A pauta do ensino doméstico não é isolada, conforme a análise de Faria Filho. Ela também pode ser vista como um ângulo das políticas de precarização da profissão docente. De acordo com ele, movimentos de educadores vêm travando lutas sistemáticas nas últimas décadas contra o homeschooling e contra a escola sem partido. “Isso tem evitado que a escola seja destruída”.

De acordo com Faria Filho, a escola pública é a instituição do Estado mais capilarizada nos territórios e composta por profissionais que, por lei, não dependem imediatamente de chefias religiosas ou políticas locais. Por isso, segundo ele, os governos autoritários também investem na precarização dos professores, que quanto mais vulneráveis, mais dependentes ficam.

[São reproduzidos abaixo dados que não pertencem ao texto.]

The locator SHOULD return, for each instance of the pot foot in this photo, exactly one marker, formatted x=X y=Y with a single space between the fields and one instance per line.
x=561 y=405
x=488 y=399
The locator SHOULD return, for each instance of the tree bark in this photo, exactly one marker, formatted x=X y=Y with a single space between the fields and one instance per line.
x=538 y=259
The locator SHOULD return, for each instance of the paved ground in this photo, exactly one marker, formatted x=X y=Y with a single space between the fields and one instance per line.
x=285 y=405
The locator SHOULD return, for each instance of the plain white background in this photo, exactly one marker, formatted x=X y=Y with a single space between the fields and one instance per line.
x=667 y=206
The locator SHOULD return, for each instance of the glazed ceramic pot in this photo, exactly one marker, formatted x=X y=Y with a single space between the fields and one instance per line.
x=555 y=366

“É impossível a gente pensar a democracia moderna sem pensar em um dos seus pilares fundamentais que é a escola. Claro que há outros pilares, como a educação advém dos movimentos populares, mas um deles, institucional, é a escola”, comenta. “Todas as vezes que a democracia está em risco há uma diminuição do espaço democrático, há uma diminuição do apreço pelo espaço público e aí a escola também entra em questão”.